As the owner of the publisher house I decided to step into the spotlight and tell the truth, how and what happened exactly, how it became possible that Galaktika seemingly abused the intellectual property of others.

When I decided to revive Galaktika more than 10 years ago, I went to the leader of one of the most respected literary agencies, to ask for his advice how to get permissions for the stories we plan to publish in the magazine in the future. I had no experience at all in this respect.

Our conversation had a very friendly atmosphere, the leader of the agency was happy that such an aknowledged magazine was revived. Finally we had a verbal agreement, that – as we plan to have a serious book publishing activity as well – we can consider short stories in Galaktika sort of an advertisement in which authors are introduced to Hungarian readers, so that we could publish their novels afterwards. The money we would pay for the rights for the novels contains the price of short stories. So agencies don’t have to deal with rights of short stories for $10 which is as much work as to get the rights of a $1000 novel. During this conversation it became obvious that agencies don’t want to deal with $10-20 so I didn’t want to bother the others with similar requests. Of course in case of longer stories and novels we made contracts.
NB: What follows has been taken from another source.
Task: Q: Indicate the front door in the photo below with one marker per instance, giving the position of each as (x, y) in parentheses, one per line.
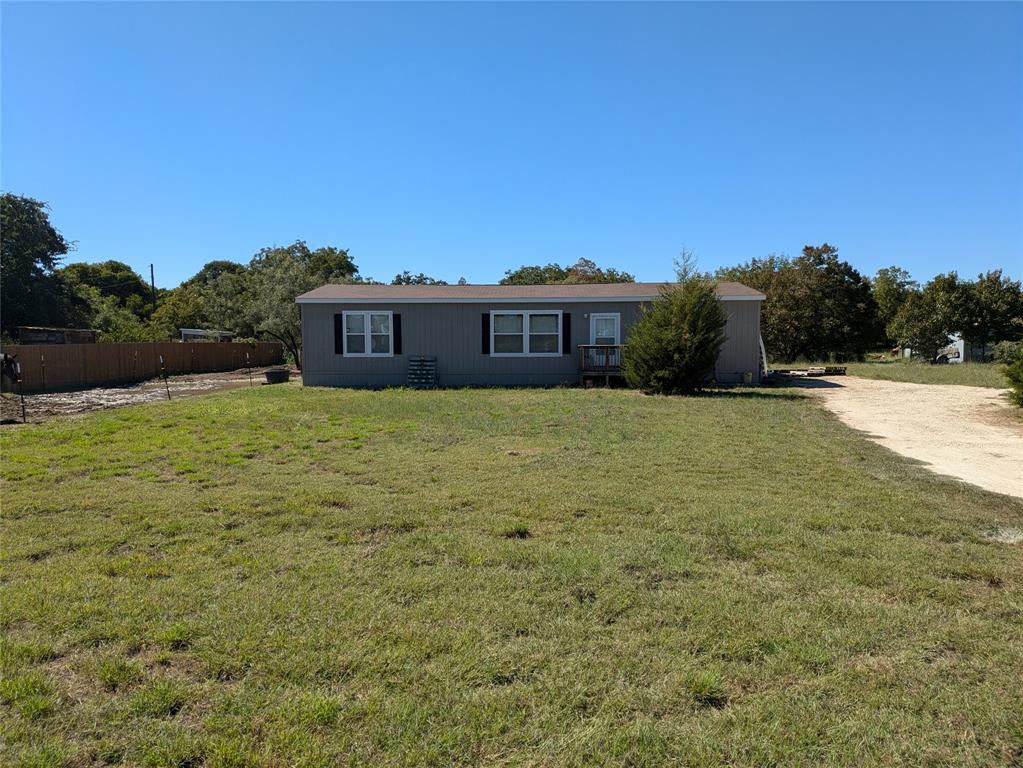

I hope that it is obvious now that there were no intentional stealing at all, as we made an agreement in time for the use of stories. Now I regret that it was only a verbal agreement, but at that time we both acknowledged it.

Mr. Burger’s statement, unfortunately, seems to be at odds with what Griefcom knows of the situation, and fails to identify the “leader of one of the most respected literary agencies” that he claims gave him blanket permission to not notify or pay dozens of authors.

SFWA has refrained from comment so far due to hopes that Galaktika would resolve outstanding issues, but so far this has not been the case. It has taken the Hungarian agency representing one leading U.S. agency months to arrive at an agreement with Galaktika calling for a per-story fee of $75 covering 37 stories by 16 authors; this agreement was finally signed by István Burger on 7th September 2016, and apparently the money is on the way to the Hungarian Agency.  Meanwhile, the same agency is still working on finding a satisfactory arrangement with other clients whose authors are involved, although no other agreement is in the works yet (as of mid-September 2016). Some clients of the Hungarian Agency reportedly are inclined to give Galaktika a post-publication license; others want to review legal options that their own clients can undertake; others are working with other U.S. agents to explore a possible collective response.

SFWA formally recommends that authors, editors, translators, and other publishing professionals avoid working with Galaktika until the magazine has demonstrated that existing issues have been addressed and that there will be no recurrence. Authors should check to determine whether or not their works have been published by Galaktika on the magazine’s website at http://galaktikabolt.hu/galaktika/page/6/. SFWA recommends that members work with their agents and publishers to address the issue before passing it to Griefcom. At the moment SFWA has three active grievances against Galaktika (plus a fourth which the Grievance Committee cannot act upon since the author has not supplied necessary information).

SFWA is saddened by the need for this statement, given Galaktika’s once good reputation.  Back in its glory days between 1972 and 1995, the former incarnation of Galaktika at its peak sold 94,000 high-quality copies in a country of 10 million people, compared with 120,000 copies of Analog in a United States with twenty times as many inhabitants.